While NASA notes that the landing location on Mars for InSight may not be very glamorous and may even appear to resemble a stadium parking lot of sorts, this is for a very good reason. After all, according to Banerdt, NASA’s Mars InSight mission will involve a lot of work that will take place deep underground on the planet, and Elysium Planitia is by far one of the most stable locations for these experiments to take place.
“Previous missions to the Red Planet have investigated its surface by studying its canyons, volcanoes, rocks and soil. But the signatures of the planet’s formation processes can be found only by sensing and studying evidence buried far below the surface. It is InSight’s job to study the deep interior of Mars, taking the planet’s vital signs – its pulse, temperature and reflexes.”
— NASA JPL (@NASAJPL) November 5, 2018
To help the InSight science team understand more about the formation of rocky planets like Mars, three experiments will be performed on this mission. The first of these is the Seismic Experiment for Interior Structure (SEIS), which will be helped along by the use of a six-sensor seismometer. With this experiment, scientists will be recording and studying seismic waves deep within Mars.
The second experiment, known as Heat Flow and Physical Properties Package (HP3), will be calculating how much heat is being kicked out of Mars.

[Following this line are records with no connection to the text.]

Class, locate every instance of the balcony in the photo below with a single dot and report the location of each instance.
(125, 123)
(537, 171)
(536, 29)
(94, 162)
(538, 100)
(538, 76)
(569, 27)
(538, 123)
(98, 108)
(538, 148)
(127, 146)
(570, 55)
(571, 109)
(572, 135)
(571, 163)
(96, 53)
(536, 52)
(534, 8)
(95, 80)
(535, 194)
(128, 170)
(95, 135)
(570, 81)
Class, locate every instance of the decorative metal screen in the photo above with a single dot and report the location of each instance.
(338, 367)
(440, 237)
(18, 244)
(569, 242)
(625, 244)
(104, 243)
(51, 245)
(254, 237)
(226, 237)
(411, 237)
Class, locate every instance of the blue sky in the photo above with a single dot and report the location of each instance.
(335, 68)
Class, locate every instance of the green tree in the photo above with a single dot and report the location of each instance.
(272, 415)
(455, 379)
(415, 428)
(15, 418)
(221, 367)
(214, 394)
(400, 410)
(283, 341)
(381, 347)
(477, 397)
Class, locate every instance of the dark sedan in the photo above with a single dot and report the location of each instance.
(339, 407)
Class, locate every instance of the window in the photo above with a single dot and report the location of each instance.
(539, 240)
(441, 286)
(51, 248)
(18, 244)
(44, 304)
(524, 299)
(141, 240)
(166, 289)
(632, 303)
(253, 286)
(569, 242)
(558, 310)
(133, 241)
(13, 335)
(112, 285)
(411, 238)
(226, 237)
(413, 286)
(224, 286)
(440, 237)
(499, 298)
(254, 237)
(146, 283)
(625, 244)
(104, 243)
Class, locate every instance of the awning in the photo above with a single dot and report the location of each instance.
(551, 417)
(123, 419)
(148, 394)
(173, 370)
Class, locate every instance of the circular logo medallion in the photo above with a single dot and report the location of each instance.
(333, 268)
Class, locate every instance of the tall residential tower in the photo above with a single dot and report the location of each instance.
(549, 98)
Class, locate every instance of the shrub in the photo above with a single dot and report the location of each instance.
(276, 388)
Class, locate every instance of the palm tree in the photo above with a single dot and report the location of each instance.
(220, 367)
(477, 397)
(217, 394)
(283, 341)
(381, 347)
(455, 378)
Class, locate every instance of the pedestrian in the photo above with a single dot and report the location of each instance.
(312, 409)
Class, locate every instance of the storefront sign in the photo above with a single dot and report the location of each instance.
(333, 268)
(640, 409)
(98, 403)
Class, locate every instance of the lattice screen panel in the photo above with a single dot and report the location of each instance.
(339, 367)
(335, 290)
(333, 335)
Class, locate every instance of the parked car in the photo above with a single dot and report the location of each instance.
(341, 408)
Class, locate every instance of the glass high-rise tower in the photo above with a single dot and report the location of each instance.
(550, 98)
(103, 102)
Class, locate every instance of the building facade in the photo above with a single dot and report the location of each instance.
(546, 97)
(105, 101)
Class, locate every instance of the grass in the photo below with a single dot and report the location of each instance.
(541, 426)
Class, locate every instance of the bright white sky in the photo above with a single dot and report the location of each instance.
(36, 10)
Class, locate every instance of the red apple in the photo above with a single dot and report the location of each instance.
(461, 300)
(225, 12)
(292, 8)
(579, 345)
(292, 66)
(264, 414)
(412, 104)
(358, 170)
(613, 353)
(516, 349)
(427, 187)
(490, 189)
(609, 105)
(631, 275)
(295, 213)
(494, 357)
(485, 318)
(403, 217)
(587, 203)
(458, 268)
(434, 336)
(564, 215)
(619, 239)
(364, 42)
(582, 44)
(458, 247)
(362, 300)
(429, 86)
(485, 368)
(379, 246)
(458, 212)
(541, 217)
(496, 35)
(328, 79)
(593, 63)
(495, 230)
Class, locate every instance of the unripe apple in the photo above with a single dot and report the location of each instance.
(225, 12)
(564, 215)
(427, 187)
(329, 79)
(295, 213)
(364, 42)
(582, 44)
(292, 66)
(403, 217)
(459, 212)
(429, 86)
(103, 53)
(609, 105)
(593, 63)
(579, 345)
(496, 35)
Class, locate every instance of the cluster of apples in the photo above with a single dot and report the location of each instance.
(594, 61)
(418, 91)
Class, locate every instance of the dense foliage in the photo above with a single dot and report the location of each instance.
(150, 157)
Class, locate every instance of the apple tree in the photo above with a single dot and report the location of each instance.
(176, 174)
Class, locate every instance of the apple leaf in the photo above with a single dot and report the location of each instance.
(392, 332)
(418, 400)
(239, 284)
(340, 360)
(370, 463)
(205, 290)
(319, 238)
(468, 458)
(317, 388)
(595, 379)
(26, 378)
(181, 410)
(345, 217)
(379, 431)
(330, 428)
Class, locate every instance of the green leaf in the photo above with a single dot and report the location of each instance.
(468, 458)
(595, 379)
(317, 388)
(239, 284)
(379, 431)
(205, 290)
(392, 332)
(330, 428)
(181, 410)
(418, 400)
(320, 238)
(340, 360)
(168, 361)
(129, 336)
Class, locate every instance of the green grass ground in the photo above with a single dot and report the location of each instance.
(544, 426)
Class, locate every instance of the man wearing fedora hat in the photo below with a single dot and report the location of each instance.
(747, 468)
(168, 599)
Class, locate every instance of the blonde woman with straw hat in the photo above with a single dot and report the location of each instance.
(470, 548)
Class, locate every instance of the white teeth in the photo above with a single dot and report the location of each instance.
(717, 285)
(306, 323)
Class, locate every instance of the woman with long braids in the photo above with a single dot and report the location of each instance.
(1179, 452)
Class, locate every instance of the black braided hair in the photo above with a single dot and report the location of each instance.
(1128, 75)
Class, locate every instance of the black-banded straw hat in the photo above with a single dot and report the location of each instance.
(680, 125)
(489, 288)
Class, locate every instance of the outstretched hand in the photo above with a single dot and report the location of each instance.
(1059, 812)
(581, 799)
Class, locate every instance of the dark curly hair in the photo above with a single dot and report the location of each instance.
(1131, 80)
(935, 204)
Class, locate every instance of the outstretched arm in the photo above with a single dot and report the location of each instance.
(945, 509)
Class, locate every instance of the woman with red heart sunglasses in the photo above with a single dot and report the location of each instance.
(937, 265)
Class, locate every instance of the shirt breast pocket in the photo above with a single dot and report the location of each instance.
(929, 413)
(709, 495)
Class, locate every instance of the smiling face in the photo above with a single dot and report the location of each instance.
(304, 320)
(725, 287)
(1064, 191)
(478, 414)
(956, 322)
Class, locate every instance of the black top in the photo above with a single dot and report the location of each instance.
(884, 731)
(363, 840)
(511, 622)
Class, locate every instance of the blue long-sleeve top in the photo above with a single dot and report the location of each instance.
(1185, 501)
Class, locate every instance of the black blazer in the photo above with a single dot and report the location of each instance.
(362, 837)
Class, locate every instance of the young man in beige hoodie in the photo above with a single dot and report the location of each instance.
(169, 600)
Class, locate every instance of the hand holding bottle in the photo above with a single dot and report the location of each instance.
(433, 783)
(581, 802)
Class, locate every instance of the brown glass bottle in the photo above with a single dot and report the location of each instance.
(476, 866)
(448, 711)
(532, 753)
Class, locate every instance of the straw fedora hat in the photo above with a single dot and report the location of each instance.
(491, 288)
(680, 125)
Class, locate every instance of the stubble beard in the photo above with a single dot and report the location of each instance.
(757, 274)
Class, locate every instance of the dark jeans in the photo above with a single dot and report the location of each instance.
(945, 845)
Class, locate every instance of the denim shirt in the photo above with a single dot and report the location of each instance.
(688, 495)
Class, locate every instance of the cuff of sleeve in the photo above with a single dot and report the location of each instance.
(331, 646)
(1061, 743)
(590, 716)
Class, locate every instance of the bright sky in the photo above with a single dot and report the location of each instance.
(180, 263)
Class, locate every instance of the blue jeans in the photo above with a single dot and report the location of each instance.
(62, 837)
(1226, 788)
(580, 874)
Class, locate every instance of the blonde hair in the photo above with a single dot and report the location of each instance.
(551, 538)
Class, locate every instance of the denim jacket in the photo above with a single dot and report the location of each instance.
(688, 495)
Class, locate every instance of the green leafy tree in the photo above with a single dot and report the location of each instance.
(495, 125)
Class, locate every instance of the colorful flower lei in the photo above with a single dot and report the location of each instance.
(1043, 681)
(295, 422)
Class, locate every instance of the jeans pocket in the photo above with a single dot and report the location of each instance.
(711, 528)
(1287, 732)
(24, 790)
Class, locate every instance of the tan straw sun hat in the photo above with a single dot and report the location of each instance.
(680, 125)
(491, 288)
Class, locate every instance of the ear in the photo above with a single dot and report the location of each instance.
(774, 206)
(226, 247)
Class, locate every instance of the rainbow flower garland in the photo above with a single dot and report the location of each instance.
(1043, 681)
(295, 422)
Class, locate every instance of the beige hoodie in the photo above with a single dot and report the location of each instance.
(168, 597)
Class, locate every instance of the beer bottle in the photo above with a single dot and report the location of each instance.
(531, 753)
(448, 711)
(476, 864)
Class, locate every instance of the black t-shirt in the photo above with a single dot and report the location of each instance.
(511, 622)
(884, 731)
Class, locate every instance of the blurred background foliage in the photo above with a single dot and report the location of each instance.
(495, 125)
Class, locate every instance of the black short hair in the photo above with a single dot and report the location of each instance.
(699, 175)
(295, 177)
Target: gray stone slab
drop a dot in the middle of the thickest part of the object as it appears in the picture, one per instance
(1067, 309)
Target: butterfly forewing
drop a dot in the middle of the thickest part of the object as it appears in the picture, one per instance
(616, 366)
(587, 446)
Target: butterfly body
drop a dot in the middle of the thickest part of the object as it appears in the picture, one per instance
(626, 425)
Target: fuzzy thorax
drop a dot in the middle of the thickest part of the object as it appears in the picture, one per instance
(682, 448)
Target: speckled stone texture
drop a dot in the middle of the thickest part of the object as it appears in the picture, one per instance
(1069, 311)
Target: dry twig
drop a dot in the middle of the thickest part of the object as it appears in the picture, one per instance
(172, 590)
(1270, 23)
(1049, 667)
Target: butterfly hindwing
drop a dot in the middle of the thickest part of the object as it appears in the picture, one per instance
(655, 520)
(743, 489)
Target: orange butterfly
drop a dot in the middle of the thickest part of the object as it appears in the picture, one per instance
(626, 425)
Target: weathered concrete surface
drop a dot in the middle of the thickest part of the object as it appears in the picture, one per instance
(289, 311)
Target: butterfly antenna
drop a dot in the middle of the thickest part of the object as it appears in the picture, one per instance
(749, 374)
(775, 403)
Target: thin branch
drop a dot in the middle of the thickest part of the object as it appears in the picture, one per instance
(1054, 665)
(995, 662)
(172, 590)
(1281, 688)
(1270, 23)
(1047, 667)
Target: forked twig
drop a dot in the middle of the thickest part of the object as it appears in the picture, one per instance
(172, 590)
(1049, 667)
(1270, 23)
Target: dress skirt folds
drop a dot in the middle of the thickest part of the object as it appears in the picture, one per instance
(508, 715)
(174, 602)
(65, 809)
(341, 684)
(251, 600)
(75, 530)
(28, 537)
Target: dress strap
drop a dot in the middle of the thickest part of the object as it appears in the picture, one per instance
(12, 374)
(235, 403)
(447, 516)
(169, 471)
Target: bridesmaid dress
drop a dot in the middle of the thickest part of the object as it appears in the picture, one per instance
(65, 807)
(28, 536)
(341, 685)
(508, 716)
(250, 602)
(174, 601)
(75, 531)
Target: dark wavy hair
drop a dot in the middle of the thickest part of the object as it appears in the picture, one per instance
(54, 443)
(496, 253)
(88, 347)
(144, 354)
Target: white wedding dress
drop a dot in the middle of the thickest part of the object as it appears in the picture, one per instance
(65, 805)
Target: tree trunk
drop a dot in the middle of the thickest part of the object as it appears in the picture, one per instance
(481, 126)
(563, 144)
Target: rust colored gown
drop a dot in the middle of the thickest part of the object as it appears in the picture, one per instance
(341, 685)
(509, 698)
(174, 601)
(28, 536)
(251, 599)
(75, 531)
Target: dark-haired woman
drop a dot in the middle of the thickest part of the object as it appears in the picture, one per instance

The third experiment is known as InSight’s Rotation and Interior Structure Experiment (RISE) experiment and will examine the core of Mars while studying the planet’s rotation axis.
Tom Hoffman, InSight project manager at JPL, has explained that while considering landing sites for the new Mars mission, Elysium Planitia was the perfect candidate in every way possible.
“Picking a good landing site on Mars is a lot like picking a good home: It’s all about location, location, location And for the first time ever, the evaluation for a Mars landing site had to consider what lay below the surface of Mars. We needed not just a safe place to land, but also a workspace that’s penetrable by our 16-foot-long (5-meter) heat-flow probe.”
And as Banerdt described the landing location, “If you were a Martian coming to explore Earth’s interior like we are exploring Mars’ interior, it wouldn’t matter if you put down in the middle of Kansas or the beaches of Oahu. While I’m looking forward to those first images from the surface, I am even more eager to see the first data sets revealing what is happening deep below our landing pads. The beauty of this mission is happening below the surface. Elysium Planitia is perfect.”
With November 26 just around the corner, the NASA Mars InSight mission at Elysium Planitia will be on the move soon and should be yielding some fascinating results.